WHEREAS, the Principal Stockholders own substantially all of the issued
and outstanding shares of the capital stock of the Corporation in the amounts
set forth on Schedule A hereto;
WHEREAS, the Corporation is a bank holding company which owns a
controlling interest in ▇▇▇▇- ▇▇▇▇▇▇ Bank.

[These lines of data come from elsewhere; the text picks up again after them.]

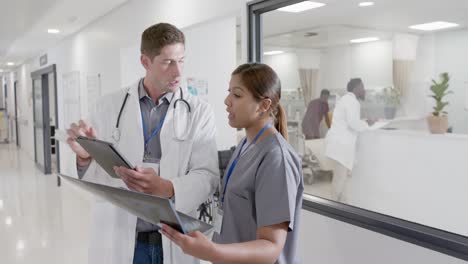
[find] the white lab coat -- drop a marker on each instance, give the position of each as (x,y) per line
(340,142)
(191,165)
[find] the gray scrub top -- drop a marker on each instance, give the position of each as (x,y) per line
(264,189)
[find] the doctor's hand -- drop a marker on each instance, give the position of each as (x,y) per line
(81,129)
(145,180)
(195,243)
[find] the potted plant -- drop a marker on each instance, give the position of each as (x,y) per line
(438,121)
(391,97)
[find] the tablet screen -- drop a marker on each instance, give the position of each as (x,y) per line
(105,154)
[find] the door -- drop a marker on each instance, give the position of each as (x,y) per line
(41,123)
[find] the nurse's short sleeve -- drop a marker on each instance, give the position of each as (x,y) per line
(276,188)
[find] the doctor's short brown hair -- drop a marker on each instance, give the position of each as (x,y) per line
(158,36)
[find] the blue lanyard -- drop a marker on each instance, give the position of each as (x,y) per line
(147,139)
(239,154)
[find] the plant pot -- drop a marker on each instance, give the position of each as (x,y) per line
(389,112)
(437,124)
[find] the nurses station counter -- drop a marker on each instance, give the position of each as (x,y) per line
(413,175)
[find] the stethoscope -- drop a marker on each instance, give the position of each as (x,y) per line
(176,119)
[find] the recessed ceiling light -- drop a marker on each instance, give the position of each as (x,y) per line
(302,6)
(364,4)
(434,26)
(53,31)
(20,245)
(8,221)
(361,40)
(273,52)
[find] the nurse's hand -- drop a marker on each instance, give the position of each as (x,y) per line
(145,180)
(195,243)
(81,129)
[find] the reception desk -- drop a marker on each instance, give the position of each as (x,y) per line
(413,175)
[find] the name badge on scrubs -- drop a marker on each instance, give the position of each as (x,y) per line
(218,220)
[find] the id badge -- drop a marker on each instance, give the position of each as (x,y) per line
(218,220)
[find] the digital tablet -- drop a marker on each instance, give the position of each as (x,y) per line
(105,154)
(150,208)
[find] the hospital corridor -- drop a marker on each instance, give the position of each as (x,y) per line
(234,131)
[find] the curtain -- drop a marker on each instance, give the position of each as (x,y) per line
(308,78)
(402,71)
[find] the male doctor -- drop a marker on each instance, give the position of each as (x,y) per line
(174,143)
(340,142)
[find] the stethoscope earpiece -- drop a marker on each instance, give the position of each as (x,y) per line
(116,132)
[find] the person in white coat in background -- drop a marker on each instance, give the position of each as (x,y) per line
(168,134)
(340,142)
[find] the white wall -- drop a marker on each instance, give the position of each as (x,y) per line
(325,240)
(372,62)
(212,57)
(286,65)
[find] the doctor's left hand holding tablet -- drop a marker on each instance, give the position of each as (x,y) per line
(146,180)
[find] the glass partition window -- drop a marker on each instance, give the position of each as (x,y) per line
(386,160)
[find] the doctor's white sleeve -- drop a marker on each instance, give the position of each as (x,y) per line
(195,187)
(353,118)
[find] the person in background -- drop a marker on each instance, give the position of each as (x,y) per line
(340,142)
(262,192)
(316,111)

WHEREAS, the parties hereto are desirous of providing for restrictions
on the transfer of the Shares (as defined below) in accordance with the terms
hereof.
NOW, THEREFORE, in consideration of the foregoing, the parties hereby
agree as follows:
1. Definitions. As used herein, the following terms shall have
the following meanings:
(a) Bona Fide Offer - A written offer to purchase Shares,
which offer shall be accompanied by an ▇▇▇▇▇▇▇ money deposit of not
less than 10% of the total purchase price. The term shall not include
any offer to exchange Shares for securities to be issued or transferred
by any person, firm or corporation in connection with the acquisition
by such person, firm or corporation of all of the outstanding Shares.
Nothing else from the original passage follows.